Na hora lembrei-me do que Borges vislumbrou olhando para este, porque não
dizer – Palantír**, do nosso mundo: “...
astrolábios persas, cartas obscenas, um adorado monumento na Chacarita,
bisontes, um baralho espanhol numa vitrina de Mirzapur e a lembrança do rosto
de Beatriz que o tempo aos poucos, parecia fenecer...”
“O Aleph é um dos pontos do espaço que contêm todos os pontos. O lugar,
onde estão, sem se confundirem, todos os lugares do mundo, vistos de todos os
ângulos.” (O Aleph, 122). “O olho que revela tudo, inclusive a quem o vê,
vendo.” (Tibério Santos – Aporias).
Pensei no poder que possui um artefato deste: saber o que pensa o inimigo
– aquele que cochicha pelas minhas costas, as artimanhas necessárias para
conseguir um “freela” numa agência grande, as palavras ideais para conquistar
meu chefe da editora – a desculpa perfeita para uma tarde livre num café, ou a
solução do enigma de como administrar o próprio escritório e pagar o aluguel em
dia...
Mas não vislumbrei apenas usos capciosos, mas também a possibilidade de
rever os melhores momentos com minha namorada, nos seis anos, juntos, morando na
mesma cidade.

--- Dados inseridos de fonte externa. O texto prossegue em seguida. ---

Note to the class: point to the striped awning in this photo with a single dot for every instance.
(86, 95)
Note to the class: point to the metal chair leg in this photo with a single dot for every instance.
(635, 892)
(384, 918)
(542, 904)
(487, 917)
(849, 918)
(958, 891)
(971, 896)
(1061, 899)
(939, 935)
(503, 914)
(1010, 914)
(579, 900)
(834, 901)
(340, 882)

Os detalhes do café português na Galeria Tijucas – que já se
abrandam na minha memória, onde tivemos as primeiras conversas e contamos um
para o outro nossos causos fantásticos. O bar com a motocicleta “retrô”
incrustrada – onde nos conhecemos e assistimos a nossos melhores shows de rock.
O restaurante japonês na rua dos bombeiros – tão querido pela sua arquitetura
tradicional com mesinhas de madeira e gravuras orientais nas paredes...
Os prédios da cidade são engolidos e retornam reformulados de ano em ano.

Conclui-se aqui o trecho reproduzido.